On recovery, we check the value of the status variable, and act accordingly. If the value is IDLE, then no recovery is needed, since both copies are consistent with the most up-to-date state. If the value is MUT, meaning that the main copy is being modified, then we copy the back image over to overwrite the main image, rolling back partial updates made by the incomplete transaction. If the value is COPY, meaning that the system crashes while we copy the value to back image, then the recovery routine copies the main image to back image again to complete the commit process. Note that in the last two cases, since copying one image to the other is an idempotent operation, if the system crashes again during recovery, no special handling is required, and the recovery process can simply restart.

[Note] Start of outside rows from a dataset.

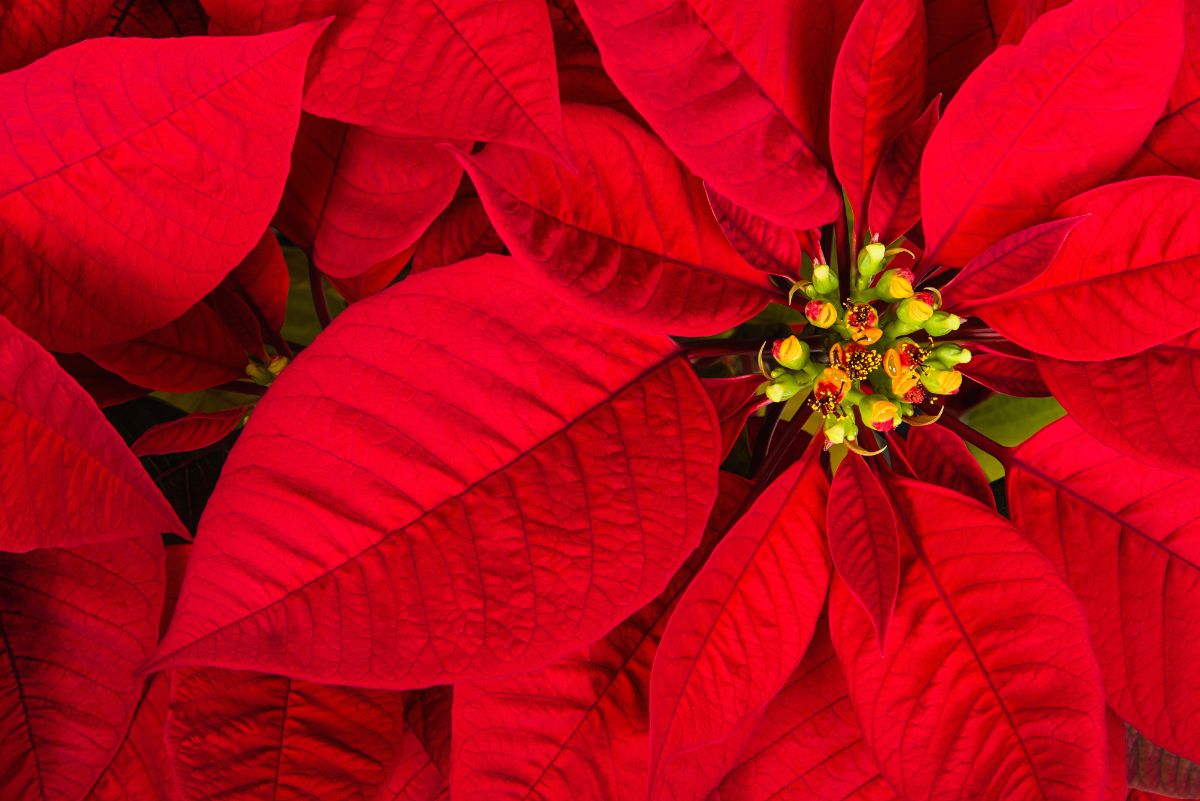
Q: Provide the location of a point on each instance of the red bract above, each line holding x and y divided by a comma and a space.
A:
571, 404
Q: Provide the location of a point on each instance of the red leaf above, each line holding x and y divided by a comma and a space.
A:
441, 68
961, 35
809, 744
191, 433
75, 622
895, 194
133, 182
630, 235
462, 232
1153, 769
69, 479
1006, 374
942, 458
141, 768
1122, 281
1116, 402
525, 479
1126, 537
988, 688
879, 86
195, 351
724, 94
349, 214
579, 728
1011, 263
245, 735
862, 530
30, 30
1014, 143
738, 633
735, 401
762, 244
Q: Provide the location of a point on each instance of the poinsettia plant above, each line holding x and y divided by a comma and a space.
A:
660, 399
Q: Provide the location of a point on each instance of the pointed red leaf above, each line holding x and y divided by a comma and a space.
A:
735, 401
191, 433
192, 353
895, 194
441, 68
462, 232
1011, 263
1006, 374
630, 235
738, 633
988, 688
1127, 538
942, 458
141, 768
1151, 768
357, 197
761, 242
522, 477
30, 30
725, 95
1121, 283
862, 530
246, 735
75, 624
132, 182
69, 479
579, 728
879, 88
809, 744
961, 35
1140, 405
1014, 142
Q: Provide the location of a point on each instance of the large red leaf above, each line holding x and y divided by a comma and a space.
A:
895, 193
195, 351
1119, 403
809, 744
1017, 139
141, 769
516, 479
357, 197
738, 633
1127, 538
75, 624
879, 88
579, 728
1120, 284
988, 688
30, 30
132, 182
731, 98
243, 735
762, 244
863, 542
67, 476
462, 232
629, 235
443, 68
940, 457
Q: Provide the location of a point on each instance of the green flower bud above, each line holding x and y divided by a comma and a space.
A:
825, 279
870, 259
791, 353
951, 355
942, 323
941, 381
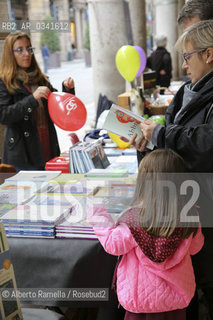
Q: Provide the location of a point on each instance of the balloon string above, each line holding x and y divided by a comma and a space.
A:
132, 84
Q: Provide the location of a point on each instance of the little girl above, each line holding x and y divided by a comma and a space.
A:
155, 277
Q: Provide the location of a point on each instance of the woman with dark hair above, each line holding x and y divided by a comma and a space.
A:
30, 136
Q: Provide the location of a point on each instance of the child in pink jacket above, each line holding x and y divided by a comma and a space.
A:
155, 277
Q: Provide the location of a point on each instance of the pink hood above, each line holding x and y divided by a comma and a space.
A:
144, 285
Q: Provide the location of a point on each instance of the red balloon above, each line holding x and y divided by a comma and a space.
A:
67, 111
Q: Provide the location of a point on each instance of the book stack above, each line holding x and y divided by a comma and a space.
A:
85, 156
31, 220
76, 226
115, 197
124, 123
21, 187
9, 304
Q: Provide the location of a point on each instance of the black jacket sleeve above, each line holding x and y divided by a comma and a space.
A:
10, 111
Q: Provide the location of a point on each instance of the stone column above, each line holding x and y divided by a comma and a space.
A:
65, 37
166, 23
107, 35
4, 15
138, 21
79, 7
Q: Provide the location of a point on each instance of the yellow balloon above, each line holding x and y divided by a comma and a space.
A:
128, 62
120, 143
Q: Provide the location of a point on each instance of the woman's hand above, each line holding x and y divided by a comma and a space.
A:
140, 144
69, 83
41, 92
147, 128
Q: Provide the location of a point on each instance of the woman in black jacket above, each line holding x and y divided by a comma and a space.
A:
30, 136
189, 117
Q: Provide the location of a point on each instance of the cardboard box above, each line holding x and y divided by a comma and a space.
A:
124, 100
58, 163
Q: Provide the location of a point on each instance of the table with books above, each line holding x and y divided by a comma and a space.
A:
56, 248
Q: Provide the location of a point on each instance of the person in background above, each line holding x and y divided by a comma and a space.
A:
45, 56
154, 276
161, 62
30, 137
195, 11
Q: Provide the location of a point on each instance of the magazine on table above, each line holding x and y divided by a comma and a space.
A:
124, 123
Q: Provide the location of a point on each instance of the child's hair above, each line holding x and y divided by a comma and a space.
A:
157, 194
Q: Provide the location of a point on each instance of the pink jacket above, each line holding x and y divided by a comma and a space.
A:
144, 285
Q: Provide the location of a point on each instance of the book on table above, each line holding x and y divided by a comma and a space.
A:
9, 305
124, 123
87, 155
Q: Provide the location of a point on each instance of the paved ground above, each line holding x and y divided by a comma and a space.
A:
84, 91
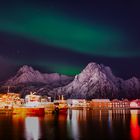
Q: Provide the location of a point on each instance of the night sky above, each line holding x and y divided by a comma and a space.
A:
65, 35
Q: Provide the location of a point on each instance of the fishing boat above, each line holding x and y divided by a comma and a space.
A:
60, 106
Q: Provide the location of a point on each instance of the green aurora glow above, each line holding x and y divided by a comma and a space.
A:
61, 30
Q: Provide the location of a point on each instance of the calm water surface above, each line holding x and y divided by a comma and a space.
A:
76, 125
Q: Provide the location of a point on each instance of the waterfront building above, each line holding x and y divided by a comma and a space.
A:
101, 103
77, 102
120, 104
135, 103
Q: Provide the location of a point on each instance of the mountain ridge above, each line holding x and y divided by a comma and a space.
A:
94, 81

The paper proposes one optimization for reducing the amount of data copied when a transaction commits. The transaction commit process requires copying the entire main image to the back image, even if only a small subset of the main image is updated by the transaction. The optimization maintains a log of addresses within DRAM. When a mutating method is called, the start address and the length of affected area is also written into the DRAM log. When the transaction commits, the library call only copies addresses that are present in the log, reducing the amount of data that is copied. Note that the paper claims that this logging optimization, unlike redo or undo logging, does not introduce extra write amplification, since application written data is always duplicated one more times, without writing them into the log. The system maintains a constant write amplification factor of two.
The paper also proposes three ways of supporting concurrent transactions with proper isolation. In the simplest manner, the application can just use a single global lock for serializing concurrent reads and writes, since only one copy of active data is maintained. In the second way, we use flat combining to aggregate update threads’ requests into a local buffer, which will then be taken and fulfilled by a dedicated thread. Only the dedicated thread can access the main copy, and it processes each request from the buffer on behalf of other threads. Requestor threads need to wait for the return value to appear in the buffer before they can return from the function call to maintain linearizability. In the last method, only one update thread is allowed to execute transaction on the main copy and to copy the main image to the back image. Reader threads either access the main image or the back image based on the current state variable. The paper uses an “offset” variable for determining the current read location. The offset variable is added to read addresses within the transaction area to redirect reads to the corresponding copy. When the state variable is IDLE and COPY, we read from the main image since it is consistent. When the variable is MUT, we read from the back image, since the main image is under modification.